Wow, this thread really touches my heart. I feel sadly for everyone who has posted on it. People can be so mean. I was teased mercilessly in school and then sexually harassed in grammar school, it is something that I still have trouble making peace with, that it wasn't my fault. That was a really rough time for me, I was away at grammar school which was a boarding school and my parents were hundreds of miles away getting divorced. I cried so many days and nights, and I felt so depressed at such a young age.
Through all of this hardship, including difficult relationships, I may not have realized it at the time but so many of this experiences made me the strong woman that I am today. I wouldn't go through them again or wish them on my worst enemy for anything, some experiences leave emotional scars.

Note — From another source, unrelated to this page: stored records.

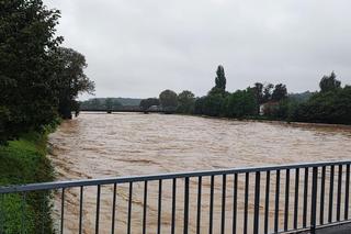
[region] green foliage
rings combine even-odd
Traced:
[[[332,71],[330,76],[324,76],[319,82],[319,88],[321,92],[333,91],[339,89],[341,82],[337,80],[337,75]]]
[[[0,186],[52,181],[53,168],[46,157],[47,134],[55,123],[43,129],[44,133],[30,132],[19,141],[10,141],[0,146]],[[21,233],[22,210],[25,210],[25,233],[36,233],[41,222],[45,222],[45,233],[52,233],[50,204],[48,193],[30,192],[25,201],[22,196],[0,196],[0,219],[4,224],[4,234]],[[44,212],[44,213],[43,213]],[[43,215],[44,214],[44,215]]]
[[[351,124],[351,87],[320,91],[301,104],[296,121]]]
[[[42,0],[0,1],[0,144],[41,131],[58,114],[78,111],[77,96],[93,91],[83,55],[58,47],[60,12]]]
[[[174,111],[178,105],[178,96],[172,90],[165,90],[159,96],[160,104],[163,110]]]
[[[216,74],[217,74],[217,77],[215,79],[215,82],[216,82],[215,88],[225,91],[227,80],[224,73],[224,67],[222,65],[218,66]]]
[[[71,119],[71,112],[79,111],[79,105],[76,102],[78,94],[93,93],[94,82],[83,71],[88,65],[82,54],[72,48],[58,47],[52,52],[50,57],[56,63],[58,112],[61,118]]]
[[[0,1],[1,141],[39,129],[57,114],[53,59],[59,11],[41,0]]]
[[[195,96],[189,90],[184,90],[178,94],[178,107],[179,113],[192,113],[194,111]]]

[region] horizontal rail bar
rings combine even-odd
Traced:
[[[190,172],[173,172],[173,174],[160,174],[160,175],[129,176],[129,177],[116,177],[116,178],[103,178],[103,179],[19,185],[19,186],[0,187],[0,194],[11,193],[11,192],[72,188],[72,187],[81,187],[81,186],[84,186],[84,187],[98,186],[98,185],[103,186],[103,185],[111,185],[111,183],[141,182],[146,180],[150,181],[150,180],[160,180],[160,179],[163,180],[163,179],[177,179],[177,178],[200,177],[200,176],[205,177],[205,176],[218,176],[218,175],[228,175],[228,174],[246,174],[246,172],[257,172],[257,171],[286,170],[286,169],[296,169],[296,168],[310,168],[310,167],[339,166],[339,165],[351,165],[351,160],[291,164],[291,165],[280,165],[280,166],[233,168],[233,169],[223,169],[223,170],[203,170],[203,171],[190,171]]]

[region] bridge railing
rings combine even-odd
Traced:
[[[350,222],[351,161],[58,181],[0,188],[53,194],[56,232],[294,233]],[[44,201],[44,200],[43,200]],[[1,202],[0,202],[1,204]],[[20,209],[19,230],[26,223]],[[0,207],[0,233],[5,233]],[[36,220],[44,233],[45,215]],[[54,225],[55,226],[55,225]]]

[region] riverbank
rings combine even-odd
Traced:
[[[53,124],[46,126],[43,133],[23,134],[19,140],[0,147],[0,186],[54,180],[54,170],[46,155],[47,135],[55,129],[56,124]],[[21,233],[22,229],[24,233],[36,233],[42,226],[45,233],[52,233],[49,196],[43,192],[0,196],[2,233]]]

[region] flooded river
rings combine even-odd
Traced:
[[[105,178],[189,170],[208,170],[247,166],[304,161],[344,160],[351,158],[351,127],[312,124],[244,122],[222,119],[165,114],[88,114],[64,122],[49,136],[50,158],[57,180]],[[228,178],[228,181],[233,178]],[[253,179],[253,178],[252,178]],[[215,186],[215,218],[220,214],[220,186]],[[253,181],[253,180],[252,180]],[[183,181],[179,181],[181,185]],[[251,182],[250,185],[252,185]],[[191,181],[191,202],[195,203],[195,181]],[[204,178],[204,196],[210,179]],[[140,233],[144,183],[133,190],[132,233]],[[162,193],[162,233],[170,233],[171,181]],[[239,187],[242,185],[239,181]],[[218,188],[217,188],[218,187]],[[100,232],[111,232],[112,187],[102,188]],[[154,189],[154,193],[152,193]],[[148,233],[156,233],[158,182],[150,182],[148,196]],[[233,197],[228,188],[228,198]],[[84,190],[83,231],[94,233],[95,188]],[[239,191],[240,193],[240,191]],[[177,193],[178,194],[178,193]],[[179,211],[176,233],[181,233]],[[65,203],[65,231],[77,233],[79,190],[70,189]],[[128,185],[117,188],[116,233],[126,232]],[[207,199],[207,200],[206,200]],[[57,198],[56,212],[59,212]],[[218,197],[220,201],[220,197]],[[204,232],[208,198],[203,199]],[[273,203],[273,202],[272,202]],[[217,207],[216,207],[217,204]],[[242,204],[239,202],[238,209]],[[251,208],[249,208],[251,209]],[[195,232],[195,204],[190,208],[190,232]],[[228,203],[227,230],[230,230]],[[239,218],[238,218],[239,219]],[[218,233],[217,223],[214,233]]]

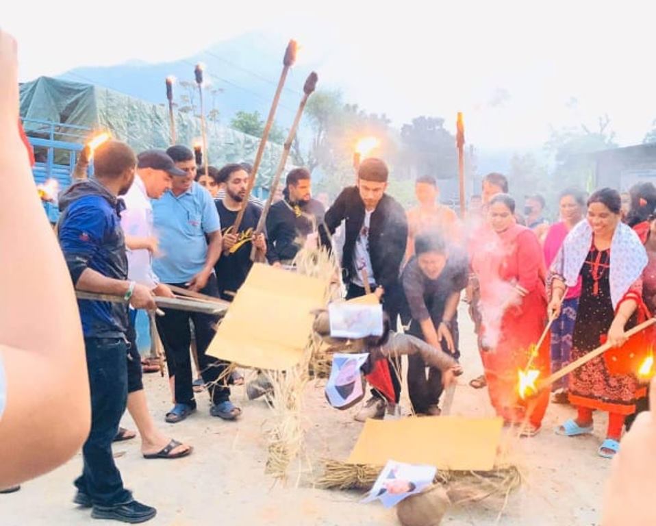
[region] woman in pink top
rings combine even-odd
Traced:
[[[551,225],[544,240],[544,261],[547,267],[560,250],[568,233],[583,219],[585,210],[585,195],[580,190],[568,188],[560,195],[561,221]],[[572,351],[572,335],[577,318],[577,308],[581,294],[581,278],[573,288],[570,289],[563,301],[560,315],[551,326],[551,372],[555,373],[570,361]],[[553,384],[554,403],[567,403],[568,378],[564,377]]]

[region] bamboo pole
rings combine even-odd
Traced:
[[[266,123],[264,124],[264,129],[262,132],[262,136],[260,140],[260,146],[257,147],[257,152],[255,153],[255,158],[253,162],[253,169],[251,171],[251,177],[249,178],[249,186],[246,188],[246,195],[242,201],[242,208],[237,214],[235,218],[235,223],[233,225],[233,231],[238,232],[239,227],[242,225],[242,221],[244,219],[244,212],[246,212],[246,207],[249,203],[249,198],[251,197],[251,192],[253,192],[253,187],[255,184],[255,179],[257,177],[257,170],[260,169],[260,164],[262,160],[262,155],[264,153],[264,148],[266,146],[266,141],[268,139],[269,132],[271,131],[271,126],[273,125],[273,119],[275,117],[276,110],[278,108],[278,103],[280,101],[280,95],[282,93],[283,86],[285,85],[285,81],[287,79],[287,74],[289,73],[290,68],[294,65],[296,62],[297,43],[295,40],[290,40],[287,45],[287,49],[285,51],[285,56],[283,58],[282,73],[280,74],[280,79],[278,80],[278,86],[276,88],[275,95],[273,96],[273,101],[271,103],[271,108],[269,110],[268,116],[266,118]]]
[[[126,301],[123,296],[87,292],[83,290],[76,290],[75,295],[78,299],[89,299],[94,301],[111,301],[115,303],[127,303],[127,301]],[[194,301],[192,299],[165,298],[162,296],[155,296],[154,299],[157,307],[162,309],[185,310],[190,312],[201,312],[205,314],[220,314],[227,310],[227,308],[223,305],[214,305],[207,302]]]
[[[166,99],[168,100],[168,121],[171,126],[171,143],[175,144],[175,117],[173,115],[173,77],[166,77]]]
[[[456,127],[457,132],[455,142],[458,149],[458,183],[460,190],[460,218],[464,219],[467,205],[466,202],[466,198],[465,197],[465,127],[462,122],[462,112],[458,112]]]
[[[640,325],[635,325],[635,327],[634,327],[633,329],[629,329],[628,331],[627,331],[625,333],[625,336],[627,338],[631,338],[631,336],[634,336],[636,334],[638,334],[639,332],[642,332],[645,329],[647,329],[648,327],[654,325],[654,323],[656,323],[656,318],[650,318],[646,321],[644,321],[640,323]],[[593,358],[596,358],[597,356],[599,356],[603,354],[607,351],[610,350],[611,349],[612,349],[612,347],[613,346],[611,345],[610,343],[607,342],[603,345],[600,345],[596,349],[592,351],[590,351],[589,353],[586,354],[584,354],[578,360],[576,360],[574,362],[572,362],[571,363],[568,364],[559,371],[556,371],[551,376],[548,376],[546,378],[545,378],[544,380],[542,380],[542,381],[538,382],[538,390],[542,390],[542,389],[548,388],[555,381],[559,380],[564,376],[566,376],[566,375],[568,375],[570,373],[571,373],[572,371],[575,371],[575,369],[579,368],[581,366],[588,363]]]
[[[194,70],[196,76],[196,84],[198,85],[198,95],[201,105],[201,134],[203,138],[203,166],[205,168],[205,176],[209,175],[209,165],[207,161],[210,157],[207,155],[207,127],[205,120],[205,106],[203,103],[203,66],[196,64]]]
[[[292,127],[289,129],[289,133],[287,134],[287,140],[285,141],[285,146],[283,148],[282,155],[280,156],[280,161],[278,162],[278,166],[276,168],[273,179],[271,180],[271,184],[269,188],[269,195],[266,198],[266,202],[264,203],[264,208],[262,210],[262,215],[260,216],[260,220],[257,221],[257,226],[255,227],[253,236],[262,234],[264,230],[264,225],[266,224],[266,216],[268,215],[269,210],[271,208],[271,204],[273,203],[273,197],[275,195],[276,190],[280,184],[280,177],[282,175],[285,166],[287,164],[289,152],[292,149],[292,142],[294,142],[294,138],[296,136],[296,132],[297,129],[298,129],[299,124],[301,123],[301,118],[303,116],[303,112],[305,109],[305,105],[307,103],[307,99],[314,92],[318,79],[318,77],[314,71],[312,71],[305,79],[305,84],[303,87],[303,98],[299,104],[299,109],[297,110],[294,122],[292,123]],[[236,231],[234,231],[236,233]],[[253,243],[253,248],[251,249],[251,260],[252,261],[255,261],[257,252],[257,249]]]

I guess for me it is true 'what doesn't kill you, makes you stronger.' I still have a hard time with a lot of my past, I was diagnosed with a mental illness in my late teens and I have a lot of physical issues too, but somehow I try to believe in myself and have faith. At the time, I found solace and peace in horseback riding, I had a thoroughbred for four years and I miss that so much, he died a few years ago after my father sold him back to the barn where we bought him. I found out about his death via an email, so insensitive and I know his death was brought on by negligence. I didn't mean to go on a tangent there but, I have found more peace in music throughout the years too, I play guitar and that soothes my heart. So does swimming and writing and talk therapy is helpful too, although I would like to wean myself off of it, I have been in it for awhile.
What I am trying to say is that I have found a variety of coping techniques that help me, although I haven't found anything to 'erase the pain.' Believing in myself and in God helps.
Thanks for this thread, I didn't mean to go off on a tangent. Thank you all for listening.